California has now had three consecutive months of job gains, and the State’s unemployment rate has been declining, albeit slowly.  That’s an improvement, but it’s not time to break out the bubbly.

For one thing, those job gains have been pretty darn small, and they haven’t been enough to drive down the unemployment rate.  Outmigration and a shrinking labor force are the reasons that California’s unemployment rate is declining.

We’ve also seen this picture before.  Almost a year ago, we commenced five months of increasing jobs, and stronger growth than we are currently seeing.  Then, the growth stopped.  We saw three out of five months with declining jobs.

This is what data looks like when an economy is bouncing along the bottom.  Long sustained periods of positive data, or negative data for that matter, just don’t happen.  We get some good data, sometimes very good.  Then some bad data comes along.  The key is not to let the good data get you too excited, nor do you want to let the bad data depress you too much.

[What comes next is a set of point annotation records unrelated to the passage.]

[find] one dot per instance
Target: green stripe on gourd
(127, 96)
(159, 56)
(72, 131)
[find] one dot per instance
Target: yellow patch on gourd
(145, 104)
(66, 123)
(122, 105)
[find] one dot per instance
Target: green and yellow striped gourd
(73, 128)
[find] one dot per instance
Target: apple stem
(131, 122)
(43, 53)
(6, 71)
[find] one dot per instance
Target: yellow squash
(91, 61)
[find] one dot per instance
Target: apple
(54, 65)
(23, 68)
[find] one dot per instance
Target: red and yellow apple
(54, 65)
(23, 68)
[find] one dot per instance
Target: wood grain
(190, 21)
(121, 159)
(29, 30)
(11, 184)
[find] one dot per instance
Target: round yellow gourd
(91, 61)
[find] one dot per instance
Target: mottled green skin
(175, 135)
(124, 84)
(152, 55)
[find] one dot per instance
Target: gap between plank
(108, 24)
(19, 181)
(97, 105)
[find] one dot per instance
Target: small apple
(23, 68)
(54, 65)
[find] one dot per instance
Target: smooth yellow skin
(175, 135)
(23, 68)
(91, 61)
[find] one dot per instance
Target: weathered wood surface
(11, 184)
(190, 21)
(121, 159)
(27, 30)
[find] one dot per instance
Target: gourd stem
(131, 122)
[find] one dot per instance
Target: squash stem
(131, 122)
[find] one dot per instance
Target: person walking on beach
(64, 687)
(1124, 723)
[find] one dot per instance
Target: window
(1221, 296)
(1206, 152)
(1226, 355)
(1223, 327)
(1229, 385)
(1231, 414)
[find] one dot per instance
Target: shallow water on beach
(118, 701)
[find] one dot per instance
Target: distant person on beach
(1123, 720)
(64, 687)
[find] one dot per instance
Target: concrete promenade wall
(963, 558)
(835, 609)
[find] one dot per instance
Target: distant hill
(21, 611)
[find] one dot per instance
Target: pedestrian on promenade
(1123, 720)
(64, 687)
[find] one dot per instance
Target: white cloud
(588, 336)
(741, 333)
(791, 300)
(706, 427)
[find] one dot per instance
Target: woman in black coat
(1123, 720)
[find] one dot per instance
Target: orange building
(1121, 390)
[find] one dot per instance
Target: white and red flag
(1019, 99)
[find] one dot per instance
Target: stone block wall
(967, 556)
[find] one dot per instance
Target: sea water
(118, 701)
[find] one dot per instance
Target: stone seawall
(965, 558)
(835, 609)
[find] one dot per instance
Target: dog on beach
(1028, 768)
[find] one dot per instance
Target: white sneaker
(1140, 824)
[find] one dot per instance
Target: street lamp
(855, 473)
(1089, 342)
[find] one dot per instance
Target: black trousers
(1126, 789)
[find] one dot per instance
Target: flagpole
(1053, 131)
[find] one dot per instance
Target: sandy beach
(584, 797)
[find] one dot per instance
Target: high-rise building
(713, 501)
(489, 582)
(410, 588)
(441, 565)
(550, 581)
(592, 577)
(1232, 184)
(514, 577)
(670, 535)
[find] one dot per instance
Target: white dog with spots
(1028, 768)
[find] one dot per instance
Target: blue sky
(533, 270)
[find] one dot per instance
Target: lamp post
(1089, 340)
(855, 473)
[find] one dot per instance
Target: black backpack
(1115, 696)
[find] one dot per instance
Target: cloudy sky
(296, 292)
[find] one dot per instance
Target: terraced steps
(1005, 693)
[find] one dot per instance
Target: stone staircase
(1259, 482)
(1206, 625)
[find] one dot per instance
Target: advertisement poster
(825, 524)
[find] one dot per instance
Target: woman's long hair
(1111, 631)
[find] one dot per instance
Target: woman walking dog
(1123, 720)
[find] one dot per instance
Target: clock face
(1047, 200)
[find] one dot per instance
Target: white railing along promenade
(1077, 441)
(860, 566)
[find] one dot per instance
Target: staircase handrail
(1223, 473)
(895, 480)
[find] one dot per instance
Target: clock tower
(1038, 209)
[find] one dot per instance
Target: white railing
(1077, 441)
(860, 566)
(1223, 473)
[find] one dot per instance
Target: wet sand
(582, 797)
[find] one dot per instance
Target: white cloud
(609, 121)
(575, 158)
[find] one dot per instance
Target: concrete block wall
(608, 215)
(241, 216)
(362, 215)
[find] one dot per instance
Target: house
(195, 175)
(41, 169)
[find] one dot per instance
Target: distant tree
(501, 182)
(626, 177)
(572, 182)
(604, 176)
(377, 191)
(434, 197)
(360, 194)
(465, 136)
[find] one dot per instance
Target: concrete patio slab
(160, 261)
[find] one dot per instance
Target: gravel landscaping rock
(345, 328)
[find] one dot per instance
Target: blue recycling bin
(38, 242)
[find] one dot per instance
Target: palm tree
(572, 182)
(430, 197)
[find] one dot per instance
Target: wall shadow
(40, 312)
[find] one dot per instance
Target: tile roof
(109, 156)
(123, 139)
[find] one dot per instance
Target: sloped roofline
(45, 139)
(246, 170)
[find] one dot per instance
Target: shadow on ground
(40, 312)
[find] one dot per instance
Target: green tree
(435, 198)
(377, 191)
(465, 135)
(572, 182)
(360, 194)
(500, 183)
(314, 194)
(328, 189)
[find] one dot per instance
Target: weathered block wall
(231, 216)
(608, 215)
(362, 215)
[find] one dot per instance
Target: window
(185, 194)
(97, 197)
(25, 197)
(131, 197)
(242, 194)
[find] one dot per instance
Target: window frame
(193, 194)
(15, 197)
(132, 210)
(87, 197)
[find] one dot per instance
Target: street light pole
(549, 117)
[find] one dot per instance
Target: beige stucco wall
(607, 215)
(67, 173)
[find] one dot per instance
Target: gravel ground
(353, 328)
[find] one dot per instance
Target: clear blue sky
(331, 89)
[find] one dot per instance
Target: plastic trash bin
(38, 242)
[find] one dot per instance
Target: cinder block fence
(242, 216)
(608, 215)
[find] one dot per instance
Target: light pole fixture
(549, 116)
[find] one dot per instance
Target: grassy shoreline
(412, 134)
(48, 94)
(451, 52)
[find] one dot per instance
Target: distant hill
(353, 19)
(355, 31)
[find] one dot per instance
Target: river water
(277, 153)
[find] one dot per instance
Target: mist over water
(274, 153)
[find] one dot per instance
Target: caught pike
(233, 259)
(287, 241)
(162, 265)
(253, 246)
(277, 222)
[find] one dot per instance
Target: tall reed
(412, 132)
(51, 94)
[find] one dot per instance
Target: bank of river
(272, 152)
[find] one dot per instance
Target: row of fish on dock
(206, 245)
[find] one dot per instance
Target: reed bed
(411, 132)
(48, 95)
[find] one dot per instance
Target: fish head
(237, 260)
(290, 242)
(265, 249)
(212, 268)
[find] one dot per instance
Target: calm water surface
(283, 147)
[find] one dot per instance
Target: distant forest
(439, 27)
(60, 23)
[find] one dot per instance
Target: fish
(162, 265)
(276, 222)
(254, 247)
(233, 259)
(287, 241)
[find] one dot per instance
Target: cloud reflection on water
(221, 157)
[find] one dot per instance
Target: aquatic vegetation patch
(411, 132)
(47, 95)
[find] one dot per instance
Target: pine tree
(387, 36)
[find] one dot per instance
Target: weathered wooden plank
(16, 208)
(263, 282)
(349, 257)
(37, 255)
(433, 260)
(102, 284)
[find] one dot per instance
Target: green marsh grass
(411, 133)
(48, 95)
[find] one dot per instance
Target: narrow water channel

Absent a new recession, caused by, say, the collapse of the Eurozone or an oil supply interruption, California is in for a long slow recovery.

This reality is reflected in demographic data.  Just last week, the Los Angeles Times had an article with the headline “Proportion of California’s transplant population reaches 100-year low.”  People go where the opportunity is, and unfortunately, it isn’t in California these days.